REVIEW: Imagine Online – Modwords presents ‘Identity’
BECAUSE of the times that are in it, Modwordsfest 2020 goes online this year for its fourth festival in a row allowing Waterford writers the opportunity to showcase what they have to offer in the spoken word. Anna Jordan explains the Modwords concept: “the mind of a writer works in different ways to others” and acknowledges that “it can be a struggle sometimes”. That’s why she initiated a spoken word open mic in various venues around the city to “encourage all types of writers to stand up and be terrified but to know that their words matter”.
“All kinds of words splat about our city,” Anna says. “Modwords is a non-funded, non-profit showcase of what our city has to offer.”
‘We may be online this year but performance is still the heart of Modwords’ – Anna Jordan
Focusing mainly on words, Modwords usually happens through open mics, short plays, music, readings, “deadly music, a comedy club and a lot of whatever you’re having yourself. Last year we had two full days of performance writing in various venues around the city,” says Anna.

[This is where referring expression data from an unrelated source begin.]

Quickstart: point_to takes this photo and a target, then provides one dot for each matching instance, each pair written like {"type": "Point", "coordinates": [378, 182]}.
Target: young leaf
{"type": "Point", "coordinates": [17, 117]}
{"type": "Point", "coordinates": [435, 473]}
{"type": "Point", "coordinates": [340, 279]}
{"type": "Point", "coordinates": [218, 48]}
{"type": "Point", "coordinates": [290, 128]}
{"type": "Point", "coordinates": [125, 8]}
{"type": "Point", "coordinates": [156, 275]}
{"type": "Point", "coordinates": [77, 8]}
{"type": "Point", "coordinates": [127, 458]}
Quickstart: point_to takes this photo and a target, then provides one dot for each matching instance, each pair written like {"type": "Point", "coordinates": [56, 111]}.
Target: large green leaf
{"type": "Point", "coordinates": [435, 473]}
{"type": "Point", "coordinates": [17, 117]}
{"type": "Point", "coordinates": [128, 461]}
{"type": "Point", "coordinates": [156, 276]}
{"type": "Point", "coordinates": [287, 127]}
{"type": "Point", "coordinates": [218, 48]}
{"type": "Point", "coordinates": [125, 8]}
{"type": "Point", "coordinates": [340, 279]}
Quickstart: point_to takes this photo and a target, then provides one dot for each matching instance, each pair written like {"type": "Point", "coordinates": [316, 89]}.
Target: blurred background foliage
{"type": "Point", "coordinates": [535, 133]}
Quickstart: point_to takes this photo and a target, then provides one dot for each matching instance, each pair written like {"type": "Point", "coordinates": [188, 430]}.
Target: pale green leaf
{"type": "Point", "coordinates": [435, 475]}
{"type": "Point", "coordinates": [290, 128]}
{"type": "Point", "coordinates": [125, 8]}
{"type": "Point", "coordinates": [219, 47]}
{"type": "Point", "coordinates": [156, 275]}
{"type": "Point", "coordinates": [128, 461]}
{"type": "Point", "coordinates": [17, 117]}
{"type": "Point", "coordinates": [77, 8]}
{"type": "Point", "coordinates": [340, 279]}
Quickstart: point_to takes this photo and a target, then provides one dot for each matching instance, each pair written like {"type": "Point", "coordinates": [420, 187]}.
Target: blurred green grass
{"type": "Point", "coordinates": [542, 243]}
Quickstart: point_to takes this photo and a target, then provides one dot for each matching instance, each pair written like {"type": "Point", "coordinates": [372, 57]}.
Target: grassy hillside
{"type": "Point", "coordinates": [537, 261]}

“We may be online this year but performance is still the heart of Modwords as it sets a quest for identity for its writers. Modwords this year gathers together a collection of writers and musicians from different eras and generations, standing on the same ground pressing our ears with their words of change and melody.”
Identity is the ultimate philosophical question. Who am I?… what am I?… am I me and who is me?… and what part of me is the real me and what part is the assumed and performed me? It’s a good choice for a theme.
Mary O’Donoghue is “a poet and I know it” that is comfortable in the skin of a poet. Mary is witty, quirky, quick and not slow to self-deprecate. I loved the architecture of Mary’s breathless writing with its endless rhymes and clever focus on rhythm that supports her search for identity as a poet who is “nothing if not self-aware”. Socially conscious Evan O’Sullivan raps and gasps against the status quo as he makes “rhymes on how times have changed”, underscored by a soundtrack and backed against a screen of falling images.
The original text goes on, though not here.